I’ve just finished listening to Dr Chatterjee’s 4 Pillar Plan. As a busy working mum of two children, I find listening to audiobooks gives me far more opportunities to “read.” I can listen whilst out walking or driving in the car.

The book considers some of the weaknesses of modern healthcare in the UK in light of the growing obesity crisis and compares it to what Dr Chatterjee describes as a ‘progressive medicine approach.’ This is largely a functional medicine approach – considering the body holistically and treating ailments as interconnected to find the ‘root’ cause, instead of covering up the symptoms with drugs and polypharmacy. This is what I am trained in and also how I approach working with clients for nutritional therapy.

Dr Chatterjee gives a prescription for 4 areas of our health to address:

  • Nutrition and diet

  • Exercise (or ‘Movement’ as Chaterjee calls it)

  • Rest

  • Sleep

For each Pillar, Chatterjee gives detailed recommendations, but for this blog post I want to focus on “Sleep.”

What is fascinating about this Pillar is that Dr Chatterjee outlines the interplay of hormones which control our appetite, fat stores and sleep. In brief, if you are sleep-deprived the levels of leptin (the hormone responsible for feeling satiated) in the body are lowered and the levels of ghrelin (the hormone responsible for craving food – especially high-fat, high-sugar snacks) are raised. So you crave unhealthy food and after eating it do not feel as full, so potentially eat more!

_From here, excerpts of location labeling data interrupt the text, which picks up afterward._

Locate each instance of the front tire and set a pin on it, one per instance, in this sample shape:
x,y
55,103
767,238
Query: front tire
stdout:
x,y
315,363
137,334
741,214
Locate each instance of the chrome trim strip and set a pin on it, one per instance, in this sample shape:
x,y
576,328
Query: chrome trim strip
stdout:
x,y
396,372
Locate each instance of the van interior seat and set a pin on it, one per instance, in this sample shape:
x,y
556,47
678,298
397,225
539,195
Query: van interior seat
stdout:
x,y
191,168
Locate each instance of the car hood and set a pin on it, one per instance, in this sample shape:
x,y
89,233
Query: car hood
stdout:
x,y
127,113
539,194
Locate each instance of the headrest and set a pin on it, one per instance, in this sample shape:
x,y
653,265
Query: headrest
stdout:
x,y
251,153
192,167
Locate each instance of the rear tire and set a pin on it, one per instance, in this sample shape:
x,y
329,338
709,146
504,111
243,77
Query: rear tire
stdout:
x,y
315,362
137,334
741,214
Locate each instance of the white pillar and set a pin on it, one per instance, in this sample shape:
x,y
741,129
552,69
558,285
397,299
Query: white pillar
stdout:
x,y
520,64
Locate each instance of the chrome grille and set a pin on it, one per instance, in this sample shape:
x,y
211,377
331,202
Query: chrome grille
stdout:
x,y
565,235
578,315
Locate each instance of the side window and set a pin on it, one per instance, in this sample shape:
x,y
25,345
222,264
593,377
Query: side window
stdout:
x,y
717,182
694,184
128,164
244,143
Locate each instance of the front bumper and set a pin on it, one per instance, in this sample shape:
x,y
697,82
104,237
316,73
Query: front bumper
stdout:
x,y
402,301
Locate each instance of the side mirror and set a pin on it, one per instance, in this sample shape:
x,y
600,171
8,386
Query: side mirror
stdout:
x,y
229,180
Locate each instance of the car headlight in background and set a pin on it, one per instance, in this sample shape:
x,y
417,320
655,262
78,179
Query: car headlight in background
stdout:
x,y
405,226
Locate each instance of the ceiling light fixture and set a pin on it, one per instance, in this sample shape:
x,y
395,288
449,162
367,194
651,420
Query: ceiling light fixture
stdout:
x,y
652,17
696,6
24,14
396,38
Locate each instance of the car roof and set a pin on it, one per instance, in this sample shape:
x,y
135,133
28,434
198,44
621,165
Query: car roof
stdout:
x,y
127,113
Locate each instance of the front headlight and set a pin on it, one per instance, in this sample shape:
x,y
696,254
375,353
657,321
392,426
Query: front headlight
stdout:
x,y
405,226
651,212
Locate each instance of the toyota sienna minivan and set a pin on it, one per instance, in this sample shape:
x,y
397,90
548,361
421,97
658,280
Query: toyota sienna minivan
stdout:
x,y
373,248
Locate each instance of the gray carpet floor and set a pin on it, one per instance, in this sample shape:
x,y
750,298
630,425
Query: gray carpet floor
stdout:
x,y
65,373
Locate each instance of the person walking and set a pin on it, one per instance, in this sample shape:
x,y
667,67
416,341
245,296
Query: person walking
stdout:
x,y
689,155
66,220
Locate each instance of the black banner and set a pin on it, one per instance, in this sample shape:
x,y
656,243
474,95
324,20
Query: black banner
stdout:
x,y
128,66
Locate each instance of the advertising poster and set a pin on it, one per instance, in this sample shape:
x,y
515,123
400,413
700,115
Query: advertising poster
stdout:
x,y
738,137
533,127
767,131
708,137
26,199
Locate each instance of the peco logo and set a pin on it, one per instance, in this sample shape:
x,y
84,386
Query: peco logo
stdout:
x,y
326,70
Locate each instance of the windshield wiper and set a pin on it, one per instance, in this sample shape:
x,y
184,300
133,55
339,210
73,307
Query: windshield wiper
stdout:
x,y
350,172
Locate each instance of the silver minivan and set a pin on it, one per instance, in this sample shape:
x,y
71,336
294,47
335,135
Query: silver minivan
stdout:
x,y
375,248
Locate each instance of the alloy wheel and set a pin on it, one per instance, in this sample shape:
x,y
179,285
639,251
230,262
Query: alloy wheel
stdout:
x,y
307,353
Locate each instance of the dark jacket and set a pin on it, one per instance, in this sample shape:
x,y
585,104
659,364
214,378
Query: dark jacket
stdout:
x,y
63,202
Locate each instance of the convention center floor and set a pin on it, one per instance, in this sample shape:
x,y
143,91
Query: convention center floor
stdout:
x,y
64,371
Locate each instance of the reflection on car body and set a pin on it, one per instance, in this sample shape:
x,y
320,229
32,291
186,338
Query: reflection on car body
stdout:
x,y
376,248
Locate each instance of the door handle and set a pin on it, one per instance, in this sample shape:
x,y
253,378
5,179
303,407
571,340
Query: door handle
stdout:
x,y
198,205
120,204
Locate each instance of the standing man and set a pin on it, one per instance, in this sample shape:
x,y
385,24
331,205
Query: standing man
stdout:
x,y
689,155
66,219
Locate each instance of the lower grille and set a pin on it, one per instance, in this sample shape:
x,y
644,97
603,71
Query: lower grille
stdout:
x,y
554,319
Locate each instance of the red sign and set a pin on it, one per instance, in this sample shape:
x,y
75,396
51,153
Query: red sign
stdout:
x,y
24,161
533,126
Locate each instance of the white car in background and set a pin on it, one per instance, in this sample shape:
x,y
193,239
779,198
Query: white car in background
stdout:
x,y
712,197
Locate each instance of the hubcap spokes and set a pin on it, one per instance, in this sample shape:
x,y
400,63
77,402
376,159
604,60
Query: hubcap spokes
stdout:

You can see how this unconscious hormonal interplay could wreak havoc on your nutrition and diet plans.

Dr Chatterjee gives 5 tips to aid a more restful sleep:

  1. Install a blackout blind in your bedroom (your body produces more melatonin – the sleep hormone – in darkness);

  2. Create a relaxing bedtime routine;

  3. Stop all texting, tweeting and screen-time one hour before bed (the brightness of digital screens compromises our ability to produce melatonin to fall asleep peacefully);

  4. Go to bed and wake up at the same time every day, even at weekends – no lie-ins!

  5. Enjoy your caffeine before midday (for many people, caffeine in chocolate and coffee acts as a stimulant and can disrupt circadian cycles if consumed too late in the day).

Try them out for yourself tonight and sweet dreams!